Rani selalu membiarkan Maraka sendiri dengan segala praduga atas ucapan Rani. Tak pernah sekalipun Rani menjelaskan alasan di balik ucapannya.
Rani ingin Maraka tahu sendiri, tetapi sepertinya Maraka tidak akan pernah tahu jika tidak diberi tahu. Maka hari ini, Rani rasa adalah waktu yang tepat untuk memberi tahu Maraka.
“Oke, gue bakal jelasin semuanya.” Rani akan menjelaskan semuanya, segala alasan mengapa ia merasa jika ia tidak bisa bersanding dengan Maraka.
“Lo tau Pak Haryanto?” tanya Rani sebelum mulai menjelaskan.
“Haryanto? Namanya mirip sama orang yang gue ngga suka. Tapi, ngga mungkin 'kan?” Maraka mengingat jelas nama itu di pikirannya, karena orang itu jelas sudah menjadi memori buruk untuk Maraka.

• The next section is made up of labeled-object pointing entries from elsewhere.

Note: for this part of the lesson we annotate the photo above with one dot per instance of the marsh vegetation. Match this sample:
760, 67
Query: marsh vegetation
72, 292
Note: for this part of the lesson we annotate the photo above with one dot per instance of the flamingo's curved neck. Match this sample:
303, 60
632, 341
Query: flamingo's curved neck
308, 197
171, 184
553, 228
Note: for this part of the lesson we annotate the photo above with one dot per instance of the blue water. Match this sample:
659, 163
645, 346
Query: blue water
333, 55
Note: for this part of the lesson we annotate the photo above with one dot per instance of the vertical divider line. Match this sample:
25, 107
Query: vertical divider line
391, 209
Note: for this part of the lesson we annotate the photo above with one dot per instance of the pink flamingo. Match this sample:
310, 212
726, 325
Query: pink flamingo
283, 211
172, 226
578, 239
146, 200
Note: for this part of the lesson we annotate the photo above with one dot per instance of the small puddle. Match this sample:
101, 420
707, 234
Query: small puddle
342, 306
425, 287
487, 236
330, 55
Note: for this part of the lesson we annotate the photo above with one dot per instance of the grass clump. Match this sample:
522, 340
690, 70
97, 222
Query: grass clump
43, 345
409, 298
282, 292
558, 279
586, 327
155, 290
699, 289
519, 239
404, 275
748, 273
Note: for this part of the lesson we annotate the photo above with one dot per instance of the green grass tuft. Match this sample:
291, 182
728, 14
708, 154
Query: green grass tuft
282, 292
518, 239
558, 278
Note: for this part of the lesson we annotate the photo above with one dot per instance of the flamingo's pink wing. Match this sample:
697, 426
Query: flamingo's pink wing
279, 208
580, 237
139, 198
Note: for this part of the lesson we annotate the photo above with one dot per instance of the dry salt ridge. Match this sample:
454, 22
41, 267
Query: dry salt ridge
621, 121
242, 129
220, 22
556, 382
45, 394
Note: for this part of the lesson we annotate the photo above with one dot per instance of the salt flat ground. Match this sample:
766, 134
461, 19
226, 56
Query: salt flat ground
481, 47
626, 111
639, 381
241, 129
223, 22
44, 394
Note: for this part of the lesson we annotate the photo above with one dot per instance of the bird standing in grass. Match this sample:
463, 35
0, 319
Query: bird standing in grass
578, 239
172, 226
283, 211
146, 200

“Pak Haryanto itu ayah gue. Orang yang sekarang di dalam sel penjara karena tabrak ibu lo, itu ayah gue.” Maraka diam, apa yang sudah ia dengar? Sungguh tidak bisa ia cerna.

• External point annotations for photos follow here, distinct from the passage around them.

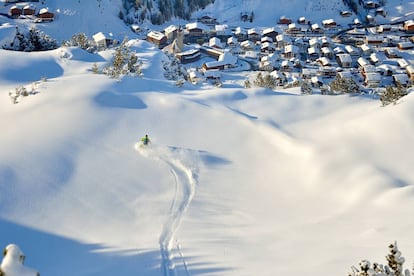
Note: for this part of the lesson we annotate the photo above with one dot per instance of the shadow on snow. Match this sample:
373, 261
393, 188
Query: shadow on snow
54, 255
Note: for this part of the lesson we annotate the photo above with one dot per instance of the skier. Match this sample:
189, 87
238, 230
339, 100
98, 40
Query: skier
145, 140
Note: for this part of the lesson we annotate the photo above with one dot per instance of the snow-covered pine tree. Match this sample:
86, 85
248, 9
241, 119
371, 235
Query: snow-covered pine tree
395, 260
306, 88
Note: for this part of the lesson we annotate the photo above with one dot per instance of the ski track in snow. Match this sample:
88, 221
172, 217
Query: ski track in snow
185, 180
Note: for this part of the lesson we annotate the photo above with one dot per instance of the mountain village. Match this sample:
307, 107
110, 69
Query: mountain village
293, 51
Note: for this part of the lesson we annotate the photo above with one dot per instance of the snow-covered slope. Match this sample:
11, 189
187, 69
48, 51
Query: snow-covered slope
236, 181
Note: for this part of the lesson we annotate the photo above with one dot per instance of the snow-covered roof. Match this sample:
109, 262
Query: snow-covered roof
98, 36
171, 28
195, 25
224, 59
401, 78
373, 77
43, 10
344, 58
156, 35
362, 61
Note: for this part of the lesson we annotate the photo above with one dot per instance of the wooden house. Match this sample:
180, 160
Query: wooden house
15, 11
303, 21
380, 11
401, 79
286, 66
410, 71
409, 26
327, 52
313, 53
266, 65
392, 53
293, 29
266, 39
278, 77
324, 61
212, 52
370, 4
316, 28
370, 19
284, 20
240, 34
403, 63
344, 60
290, 51
353, 51
326, 71
283, 40
45, 15
362, 62
188, 56
253, 35
171, 32
406, 45
316, 81
365, 49
157, 38
384, 28
308, 73
372, 80
102, 41
374, 40
267, 47
270, 32
345, 13
208, 20
247, 45
215, 42
195, 29
325, 41
368, 69
29, 10
222, 31
329, 23
225, 61
374, 58
232, 41
212, 75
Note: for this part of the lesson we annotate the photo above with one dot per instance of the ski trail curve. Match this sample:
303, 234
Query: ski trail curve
183, 168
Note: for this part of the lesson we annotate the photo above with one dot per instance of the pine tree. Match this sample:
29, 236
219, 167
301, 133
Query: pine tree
306, 88
392, 94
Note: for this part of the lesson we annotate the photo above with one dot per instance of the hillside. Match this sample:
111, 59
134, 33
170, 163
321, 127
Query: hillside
236, 181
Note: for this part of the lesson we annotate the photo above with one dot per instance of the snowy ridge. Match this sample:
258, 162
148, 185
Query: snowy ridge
184, 171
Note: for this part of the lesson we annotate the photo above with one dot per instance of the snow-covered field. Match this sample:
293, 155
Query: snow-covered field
235, 182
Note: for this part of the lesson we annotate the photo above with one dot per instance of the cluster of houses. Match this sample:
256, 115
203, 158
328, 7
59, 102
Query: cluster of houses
298, 50
30, 11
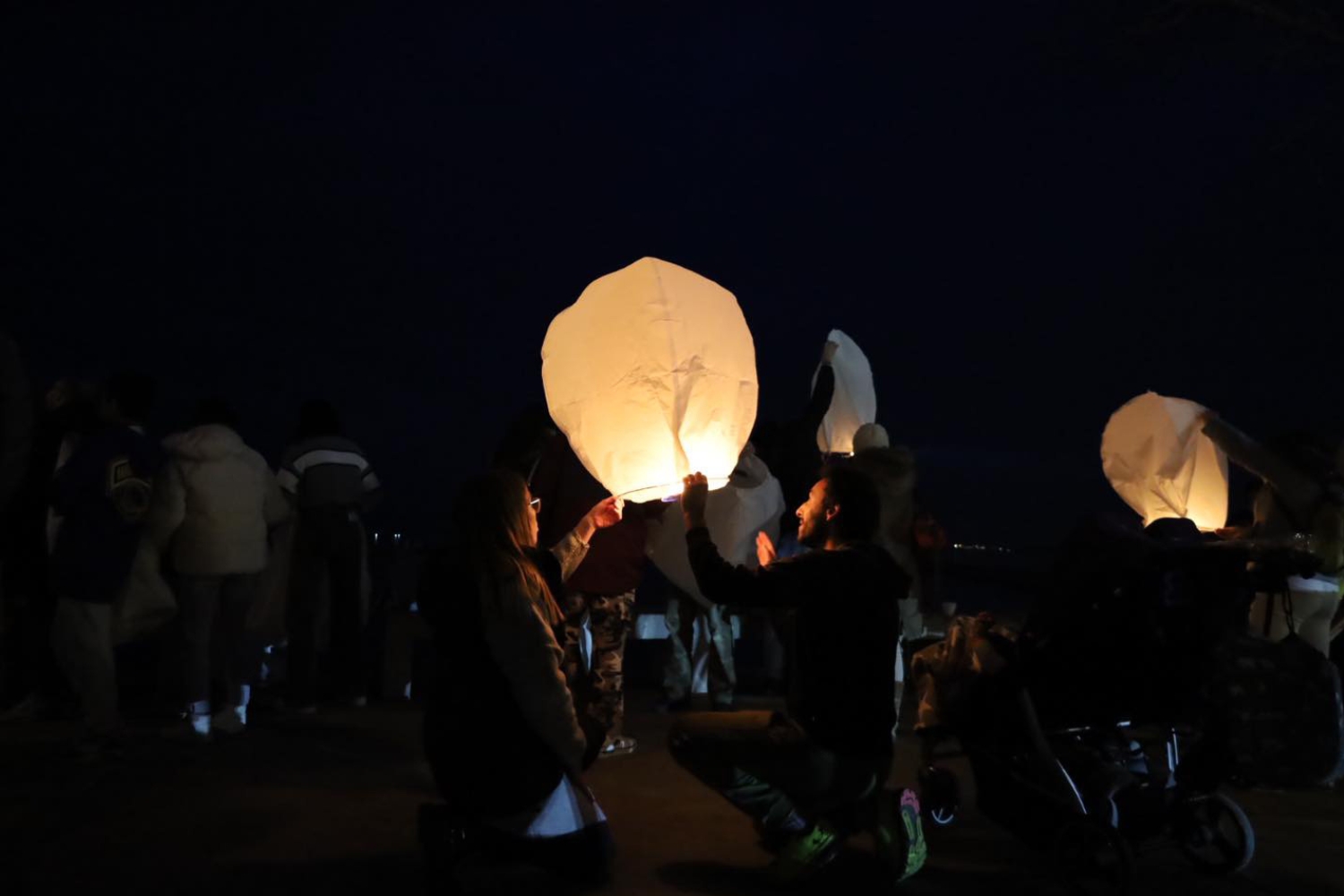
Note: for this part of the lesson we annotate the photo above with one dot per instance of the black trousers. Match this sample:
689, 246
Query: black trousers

“Itu kenapa dari awal gue selalu bilang kalau kita ngga akan bisa bersama. Karena, setelah lo tau ini, lo pasti bakal benci gue, kayak lo benci ayah gue.” Rani menunduk, ia sudah siap mendengar segala cacian dari Maraka.
“Lo bohong 'kan? Ngga mungkin lo anak dari pembunuh.” Rani diam tak mengelak, bagaimanapun itulah fakta sebenarnya.
Maraka menggenggam erat pundak Rani, meminta Rani menatap matanya. “Ran, bilang ke gue ini ngga bener. Jangan diem doang, bilang kalo ini bohong. Lo cuma cari alasan buat nolak gue 'kan? Iya 'kan, Ran?”
Hanya satu jawaban Rani, ia menggeleng dan berkata, “Gue ngga bohong.”
“Anjing!” umpat Maraka.
Maraka tertawa, tawanya sangat menyeramkan. “Lo bener, lo bener, Ran. Now, i hate you. Gue nyesel kenapa gue harus punya rasa ini ke lo. Kalau gini, harusnya dari awal gue ngga akan jatuhin hati gue ke lo.”
Maraka melepaskan genggaman tangannya pada pundak Rani. “Gue udah ngingetin dari awal,” ucap Rani pada Maraka.
Maraka mengacak rambutnya frustasi. “Argh. Kenapa harus lo? Kenapa harus lo yang jadi cinta paling sakit gue?”
Maraka menatap kembali mata Rani. “As your wished. Now, i'm stop to loving you. Thanks, and once again, i hate you so much.” Maraka pergi meninggalkan Rani sendiri.
Di saat Maraka sudah menghilang dari pandangan Rani, Rani menjatuhkan satu tetes air mata dari matanya. “So, what about me?”
Maraka tidak menyangka jika Rani adalah anak dari orang yang sudah membuat ia kehilangan cinta pertamanya. Rani adalah anak dari seorang pria yang sudah menabrak ibunya, hingga kehilangan nyawa.
Dari lubuk terdalam Maraka, ia sangat ingin memukuli bahkan mengeluarkan segala umpatan dalam dirinya ke Rani. Namun, Maraka sadar jika orang tadi ialah wanita. Tak etis jika ia memukuli atau mengumpati seorang wanita.
Maraka memilih pergi agat semua emosinya tidak berdampak buruk bagi siapapun. Mau bagaimanapun itu, Rani memang tak salah, tetapi ia juga tidak akan bisa menerima anak dari seseorang yang sudah membuatnya hancur beberapa tahun yang lalu.
Bukankah ini akhir yang sudah diperkirakan Rani? Tapi mengapa justru kini ia merasa menjadi yang paling sakit?